School 2000 D - School 2006 D (School Debt) - Special elections are held to enable schools to levy millage for such things as school construction or renovation. This line item could be a combination of several elections the school district has had over the years. Please contact the school district for more detailed information on their debt millage. This millage is distributed directly to the school district.
School Supple (School Operating) - This millage is another component of Proposal A of 1994. Under the proposal, a school district can levy 18 mills for school operating purposes. An exempt principal residence is not subject to the levy of school operating millage. For the majority of taxpayers, this line item will be zero as your property is your principal residence and it is exempted from this tax. Businesses, rental properties and people owning multiple properties will pay the school operating millage. This millage is distributed directly to the school district.
* Assessed value - the assessed value helps determine market value. Set by the assessor, the Assessed value when multiplied by two will give an approximate market value of the property. The assessor is constitutionally required to set the assessed value at 50% of the usual selling price or True Cash Value of the property.
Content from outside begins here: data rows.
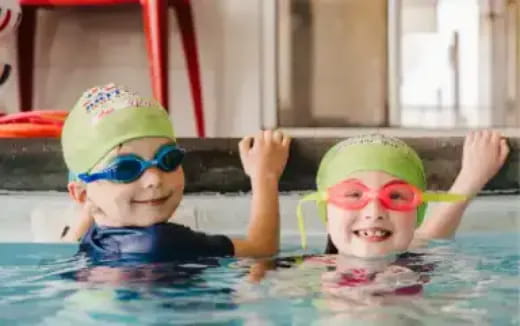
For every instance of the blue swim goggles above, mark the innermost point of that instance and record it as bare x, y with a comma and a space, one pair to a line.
129, 167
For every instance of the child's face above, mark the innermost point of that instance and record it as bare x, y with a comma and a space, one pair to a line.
150, 199
358, 232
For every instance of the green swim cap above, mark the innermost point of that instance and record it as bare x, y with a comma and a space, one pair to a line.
105, 117
374, 152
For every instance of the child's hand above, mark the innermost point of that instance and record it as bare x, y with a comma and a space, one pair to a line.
265, 154
484, 153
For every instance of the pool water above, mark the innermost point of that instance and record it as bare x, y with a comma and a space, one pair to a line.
475, 282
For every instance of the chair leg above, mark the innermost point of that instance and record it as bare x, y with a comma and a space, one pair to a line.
184, 12
25, 57
155, 19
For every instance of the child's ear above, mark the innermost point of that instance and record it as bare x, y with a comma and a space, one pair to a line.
77, 191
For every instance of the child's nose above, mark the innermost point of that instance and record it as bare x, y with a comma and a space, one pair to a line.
374, 210
151, 178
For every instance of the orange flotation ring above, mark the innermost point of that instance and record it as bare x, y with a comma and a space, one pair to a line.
33, 124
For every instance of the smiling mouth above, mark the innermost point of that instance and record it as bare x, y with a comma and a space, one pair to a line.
154, 201
373, 234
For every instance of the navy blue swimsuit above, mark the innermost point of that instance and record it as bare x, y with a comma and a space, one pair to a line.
159, 242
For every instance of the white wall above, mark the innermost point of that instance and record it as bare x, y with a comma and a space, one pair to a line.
79, 48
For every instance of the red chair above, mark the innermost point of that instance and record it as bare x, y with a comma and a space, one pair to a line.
155, 18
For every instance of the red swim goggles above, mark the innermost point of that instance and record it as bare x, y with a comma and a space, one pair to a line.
396, 195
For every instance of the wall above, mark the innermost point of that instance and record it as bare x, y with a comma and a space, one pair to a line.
81, 47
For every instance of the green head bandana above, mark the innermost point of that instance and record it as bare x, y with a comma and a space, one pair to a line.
105, 117
365, 153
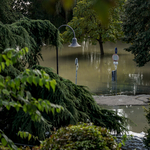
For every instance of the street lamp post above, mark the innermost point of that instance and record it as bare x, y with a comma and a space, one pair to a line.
73, 44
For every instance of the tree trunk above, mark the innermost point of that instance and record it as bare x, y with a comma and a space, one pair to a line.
101, 45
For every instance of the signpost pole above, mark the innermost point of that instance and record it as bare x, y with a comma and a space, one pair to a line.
115, 58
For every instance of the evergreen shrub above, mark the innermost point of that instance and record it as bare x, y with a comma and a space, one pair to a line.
81, 137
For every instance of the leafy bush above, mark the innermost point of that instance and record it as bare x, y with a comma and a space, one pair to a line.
147, 136
82, 136
14, 97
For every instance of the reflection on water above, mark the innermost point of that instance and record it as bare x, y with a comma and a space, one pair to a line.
95, 71
135, 114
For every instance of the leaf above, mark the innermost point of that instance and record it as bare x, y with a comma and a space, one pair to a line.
30, 79
5, 57
25, 108
40, 82
53, 84
8, 107
3, 65
68, 4
1, 84
0, 58
5, 91
4, 142
47, 85
29, 137
9, 54
58, 110
35, 80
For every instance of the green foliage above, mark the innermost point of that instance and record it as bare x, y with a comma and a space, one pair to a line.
87, 24
7, 13
31, 34
136, 23
81, 136
78, 104
16, 98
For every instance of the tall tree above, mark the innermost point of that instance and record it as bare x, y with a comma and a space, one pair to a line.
7, 13
44, 10
136, 27
87, 24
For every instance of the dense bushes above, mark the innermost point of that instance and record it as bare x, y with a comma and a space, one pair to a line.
82, 136
147, 136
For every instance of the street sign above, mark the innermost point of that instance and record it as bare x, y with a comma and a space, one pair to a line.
115, 57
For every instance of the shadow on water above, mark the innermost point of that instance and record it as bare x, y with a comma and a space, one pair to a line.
135, 114
95, 72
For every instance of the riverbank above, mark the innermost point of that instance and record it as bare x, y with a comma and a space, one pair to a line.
123, 100
136, 142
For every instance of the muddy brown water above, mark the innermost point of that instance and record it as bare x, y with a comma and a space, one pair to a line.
95, 72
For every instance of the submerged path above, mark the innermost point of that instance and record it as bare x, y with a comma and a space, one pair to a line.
120, 100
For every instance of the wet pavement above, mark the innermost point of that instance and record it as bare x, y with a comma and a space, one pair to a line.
123, 100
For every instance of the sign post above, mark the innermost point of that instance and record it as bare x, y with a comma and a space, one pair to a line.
115, 58
77, 65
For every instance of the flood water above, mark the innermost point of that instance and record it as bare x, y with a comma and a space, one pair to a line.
135, 113
95, 72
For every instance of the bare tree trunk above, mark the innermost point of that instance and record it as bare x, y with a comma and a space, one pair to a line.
101, 45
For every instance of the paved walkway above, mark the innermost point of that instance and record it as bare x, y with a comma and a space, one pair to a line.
121, 100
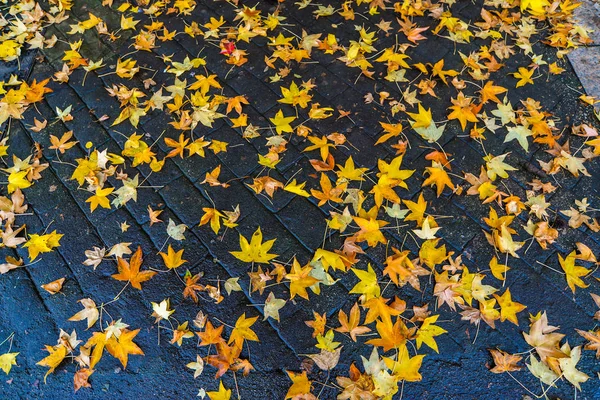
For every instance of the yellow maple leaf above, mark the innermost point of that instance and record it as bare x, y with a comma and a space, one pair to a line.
99, 198
255, 250
573, 273
428, 331
172, 258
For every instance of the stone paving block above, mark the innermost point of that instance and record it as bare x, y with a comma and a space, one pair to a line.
584, 61
310, 234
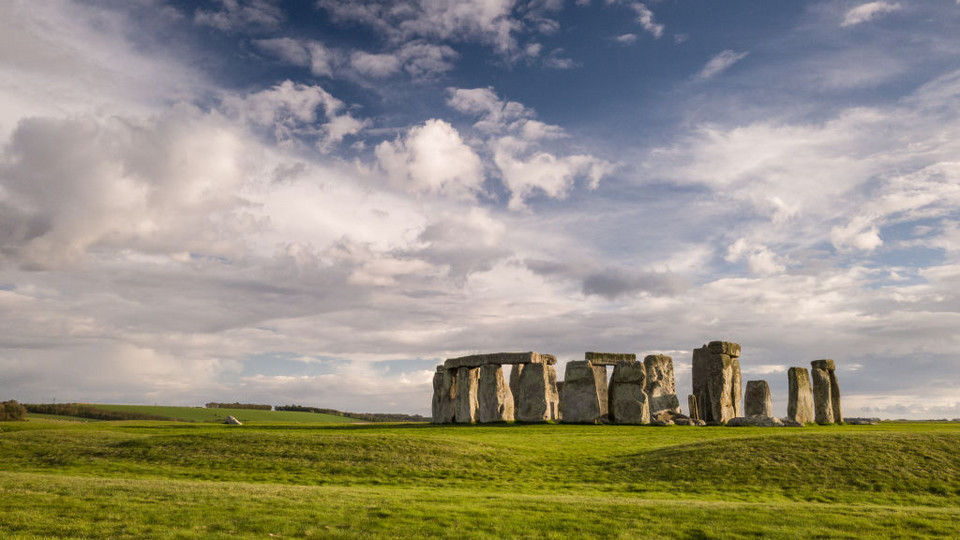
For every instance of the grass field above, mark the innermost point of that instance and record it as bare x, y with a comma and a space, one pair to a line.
199, 414
262, 480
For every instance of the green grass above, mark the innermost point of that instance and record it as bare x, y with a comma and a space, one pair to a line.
156, 479
201, 414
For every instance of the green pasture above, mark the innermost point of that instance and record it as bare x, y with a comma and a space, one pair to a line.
283, 480
201, 414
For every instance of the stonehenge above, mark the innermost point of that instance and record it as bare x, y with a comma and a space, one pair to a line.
716, 381
800, 397
756, 400
474, 389
826, 392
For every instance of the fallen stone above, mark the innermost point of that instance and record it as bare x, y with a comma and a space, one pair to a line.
757, 401
660, 385
444, 396
495, 401
477, 360
609, 359
823, 406
467, 403
800, 397
537, 390
579, 400
862, 421
755, 421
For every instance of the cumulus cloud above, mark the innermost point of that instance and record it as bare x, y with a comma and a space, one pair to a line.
867, 12
720, 63
290, 110
432, 158
514, 141
235, 15
487, 21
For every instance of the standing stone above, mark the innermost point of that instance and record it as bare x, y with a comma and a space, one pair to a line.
515, 386
495, 401
660, 385
800, 398
537, 390
467, 403
444, 396
580, 400
830, 369
757, 401
716, 381
823, 413
692, 404
628, 401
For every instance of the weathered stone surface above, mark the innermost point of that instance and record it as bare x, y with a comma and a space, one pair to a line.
716, 383
822, 404
477, 360
755, 421
495, 401
628, 401
724, 347
537, 390
660, 386
609, 359
628, 404
835, 396
692, 404
579, 401
757, 401
826, 363
629, 373
467, 404
800, 397
862, 421
515, 386
444, 396
603, 394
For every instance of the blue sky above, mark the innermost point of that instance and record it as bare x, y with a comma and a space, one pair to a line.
316, 202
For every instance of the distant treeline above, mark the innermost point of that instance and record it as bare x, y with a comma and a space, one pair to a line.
215, 405
82, 410
369, 417
11, 410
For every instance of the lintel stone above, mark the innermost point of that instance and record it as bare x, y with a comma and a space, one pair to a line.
609, 359
477, 360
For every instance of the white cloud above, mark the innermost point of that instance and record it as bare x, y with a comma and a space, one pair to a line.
432, 158
235, 15
720, 63
646, 19
526, 172
868, 12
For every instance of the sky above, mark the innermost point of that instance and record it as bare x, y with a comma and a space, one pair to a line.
317, 202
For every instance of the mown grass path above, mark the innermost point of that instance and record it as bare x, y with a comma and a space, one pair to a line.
155, 479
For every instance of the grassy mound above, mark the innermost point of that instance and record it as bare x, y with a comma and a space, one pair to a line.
312, 480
* State Equalized Value(SEV)- SEV is the Assessed Value that has been adjusted following county and state equalization. The County Board of Commissioners and the Michigan State Tax Commission must review local assessments and adjust (equalize) them if they are above or below the constitutional 50% level of assessment.
* Taxable value - multiplying the Taxable Value by the local millage rate will determine your tax liability. Taxable value increases from year to year by the rate of inflation or 5%, whichever is lower. Transfers of ownership and improvements to the property will increase the Taxable Value more than the rate of inflation.
- Neighbors paying completely different tax amounts, and;
- Apprehension about moving to new properties because of the fear of a very high tax increase.
It is important to note that the values set by the assessor are presumed correct. A property owner wishing to appeal the assessment must be prepared to present physical evidence as to why the values should be changed. An example of such evidence would be sales of similar homes that indicate a lower value than the one set by the assessor.